In the petroleum drilling and production industry, a string of casing pipe is cemented into a wellbore to provide structural integrity for the bore hole and prevent vertical migration of fluids between formation zones. An additional string of pipe with a smaller chamber, commonly known as production tubing, is usually placed within the casing string as a conduit for the production of fluids out of the well. The downhole string of casing pipe, which may be thousands of feet in length, is made of a plurality of pipe sections which are joined end to end by threaded connections. The pipe joints, also called collars, have increased mass as compared to the pipe sections. After the sections of pipe have been cemented into the well, logging tools are run to determine the location of the casing collars. The logging tools used include a pipe joint locator whereby the depth is recorded of each of the pipe joints through which the logging tools are passed. The logging tools generally also include a gamma ray logging device which records the depths and the levels of naturally occurring gamma rays that are emitted from various well formations. The casing collar and gamma ray logs are correlated with previous open hole logs which results in an accurate record of the depths of the pipe joint across the subterranean zones of interest and is typically referred to a tally log.
It is often necessary to accurately determine the location of one or more casing collar joints in a well. This need arises, for example, when it is desired to isolate strata with packers and perforate the well casing between the packers within a producing stratum of the formation, or to identify expansion joints, gas-lift valves, etc.
In order to identify casing collar joints, an appropriate well tool is lowered into well casing on a length of tubing, either coiled or jointed. Given the need for precision as to the depth, pipe joint depth information available from previously recorded joint and tally logs taken during well drilling is not sufficiently accurate. Regardless of the care and precision taken during the drilling process, true depth measurements are affected by tubing elasticity, stretch, thermal expansion, non-linearity of the well bore and the casing itself, and other variable regularities. Similarly, the accurate depth of the tubing string lowered into the well is also subject to error from the same causes. In the case of coiled tubing used to lower well tools, there is a tendency to spiral due to forcing the coil down or along a horizontal section of the well.
A variety of pipe string joint indicators have been developed including slick line indicators that can produce drag inside the pipe string and wire line indicators that send an electronic signal to the surface by the way of electric cable and others. These devices, however, either cannot be utilized as a component in a coiled tubing system or have disadvantages when so used. Wireline indicators do not work well in highly deviated holes because they depend on the force of gravity to position the tool. In addition, the wire line and slick line indicators take up additional rig time when used with jointed tubing.
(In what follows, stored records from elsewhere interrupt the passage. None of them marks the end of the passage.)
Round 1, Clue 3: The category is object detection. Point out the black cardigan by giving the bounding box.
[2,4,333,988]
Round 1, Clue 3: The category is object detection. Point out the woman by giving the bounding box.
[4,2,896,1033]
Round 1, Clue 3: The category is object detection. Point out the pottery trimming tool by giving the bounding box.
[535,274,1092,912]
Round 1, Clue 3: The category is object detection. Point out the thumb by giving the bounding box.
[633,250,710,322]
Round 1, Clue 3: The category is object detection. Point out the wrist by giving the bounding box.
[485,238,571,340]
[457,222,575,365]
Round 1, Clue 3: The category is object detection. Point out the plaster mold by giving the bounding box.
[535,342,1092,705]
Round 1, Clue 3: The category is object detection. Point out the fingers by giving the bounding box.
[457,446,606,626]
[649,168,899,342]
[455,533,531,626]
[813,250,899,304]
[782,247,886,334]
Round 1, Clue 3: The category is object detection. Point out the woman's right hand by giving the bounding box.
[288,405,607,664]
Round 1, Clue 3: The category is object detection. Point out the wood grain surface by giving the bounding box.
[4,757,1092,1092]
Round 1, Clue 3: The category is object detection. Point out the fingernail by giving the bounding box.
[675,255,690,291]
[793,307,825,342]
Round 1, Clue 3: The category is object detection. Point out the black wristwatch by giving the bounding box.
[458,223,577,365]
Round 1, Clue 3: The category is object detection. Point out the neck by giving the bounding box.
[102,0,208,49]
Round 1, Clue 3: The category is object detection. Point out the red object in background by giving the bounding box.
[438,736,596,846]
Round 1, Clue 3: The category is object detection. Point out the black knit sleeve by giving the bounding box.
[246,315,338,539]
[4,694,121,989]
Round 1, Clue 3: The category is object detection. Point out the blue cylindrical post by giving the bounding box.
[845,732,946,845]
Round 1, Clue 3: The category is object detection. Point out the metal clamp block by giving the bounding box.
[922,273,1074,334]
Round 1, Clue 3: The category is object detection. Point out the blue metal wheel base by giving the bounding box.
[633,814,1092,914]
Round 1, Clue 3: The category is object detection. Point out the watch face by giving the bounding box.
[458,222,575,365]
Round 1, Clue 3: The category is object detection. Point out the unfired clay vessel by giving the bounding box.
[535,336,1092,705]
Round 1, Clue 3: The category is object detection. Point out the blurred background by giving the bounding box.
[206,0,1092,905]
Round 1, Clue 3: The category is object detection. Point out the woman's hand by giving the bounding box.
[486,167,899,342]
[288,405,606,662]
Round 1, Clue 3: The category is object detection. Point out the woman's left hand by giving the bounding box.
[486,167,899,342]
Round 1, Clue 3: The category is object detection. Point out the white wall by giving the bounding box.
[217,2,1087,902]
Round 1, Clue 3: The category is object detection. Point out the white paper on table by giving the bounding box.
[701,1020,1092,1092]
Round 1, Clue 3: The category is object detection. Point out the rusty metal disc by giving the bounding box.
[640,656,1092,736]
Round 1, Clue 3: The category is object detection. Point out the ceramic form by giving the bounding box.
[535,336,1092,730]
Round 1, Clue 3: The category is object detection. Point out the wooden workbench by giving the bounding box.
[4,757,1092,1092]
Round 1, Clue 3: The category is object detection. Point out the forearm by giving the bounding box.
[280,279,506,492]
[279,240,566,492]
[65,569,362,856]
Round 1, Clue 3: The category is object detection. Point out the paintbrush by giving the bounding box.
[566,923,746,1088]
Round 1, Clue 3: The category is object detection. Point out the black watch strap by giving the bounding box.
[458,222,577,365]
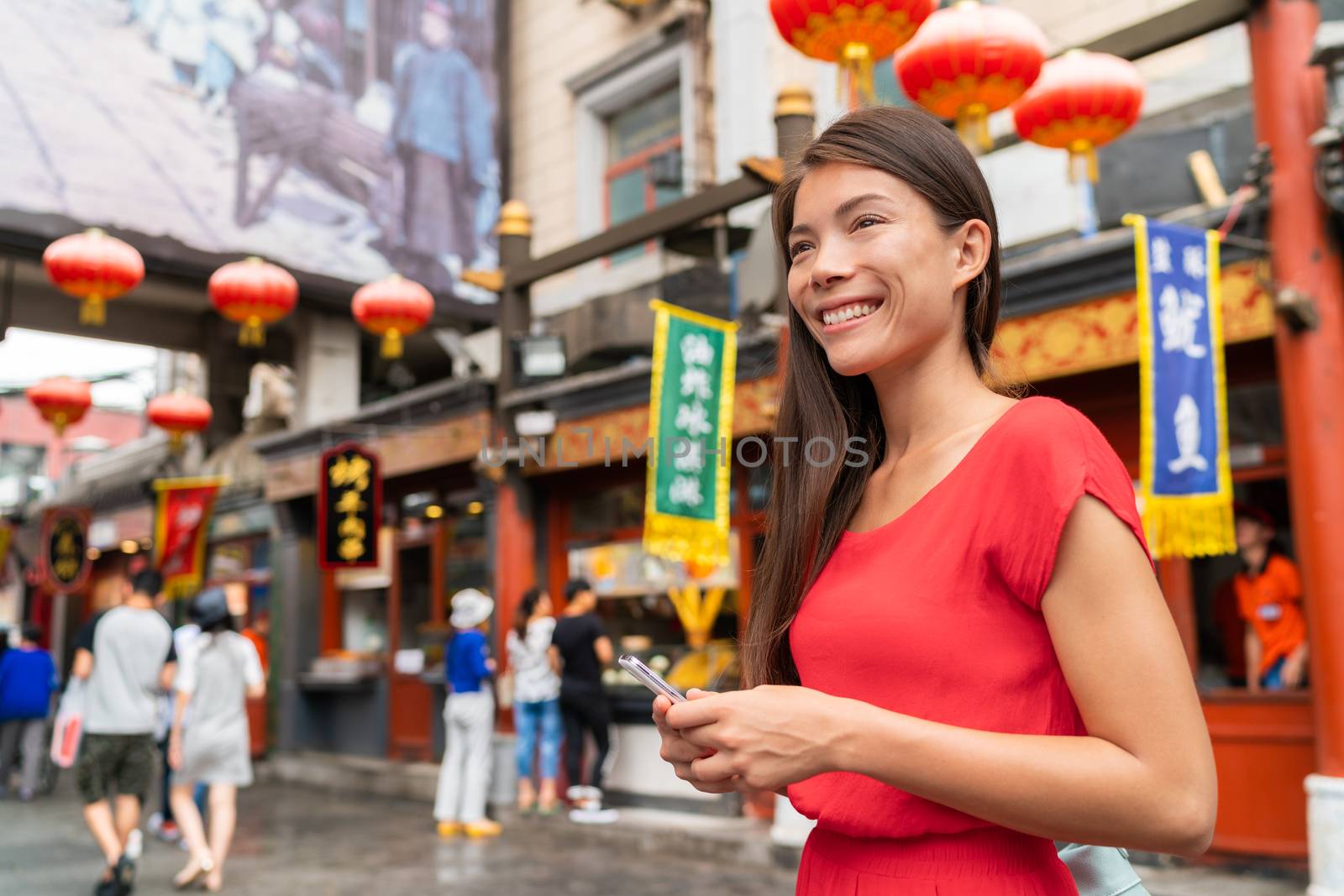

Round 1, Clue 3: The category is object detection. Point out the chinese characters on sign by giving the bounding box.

In recent years, there have been more sophisticated systems and methods devised to improve accuracy of collar locators. These include systems and methods employing magnetic field measurements. While such inventions have advanced the art, there remain problems in the field. For example, certain collar locators operate on the well known principle that an electromotive force (emf) is induced in a coil that is either stationary in a magnetic field that varies in intensity or is moving with respect to a constant magnetic field. Conventional casing collar locators of this type typically rely on the generation of a relatively powerful magnetic field from the locator using either permanent magnet or a coil through which electrical current is passed to induce magnetism. In the latter case, a significant amount of power is required to generate a magnetic field. As the coil passes adjacent to a collar, the flux density of the magnetic field is changed by the additional thickness of the collar. This change is detected by the sensor in the form of a variation in the electromotive force (emf) generated in a coil. The electrical signal is telemetered to the surface and analyzed to determine sensor depth.
Conventional casing collar locators are subject to operational disadvantages and limitations of their effectiveness. They operate, for example, only in a dynamic mode, because the current induced in the coil requires that the sensor move with respect to the casing. If the device is moved too slowly, the changes in emf become subject to signal-to-noise ratio problems, effectively degrading their accuracy. On the other hand, in a rapidly moving sensor, signal strength may be problematic. In any event, the precise location of the sensor is itself lowered by the necessity of pinning down the position of a moving object at any given moment. Other problems are associated with the generation of strong magnetic fields in the wellhole, such as interfering with other instrumentation.
Although methods and apparatus has been known in the past to identify downhole casing collars and problem points of casing corrosion, a need exists for enhanced joint locator and/or pipe corrosions locator information. The foregoing is not intended to identify all of the problems and limitations of previously known systems but should be sufficient to demonstrate that collar and corrosion location systems existing in the past will admit to worthwhile improvement.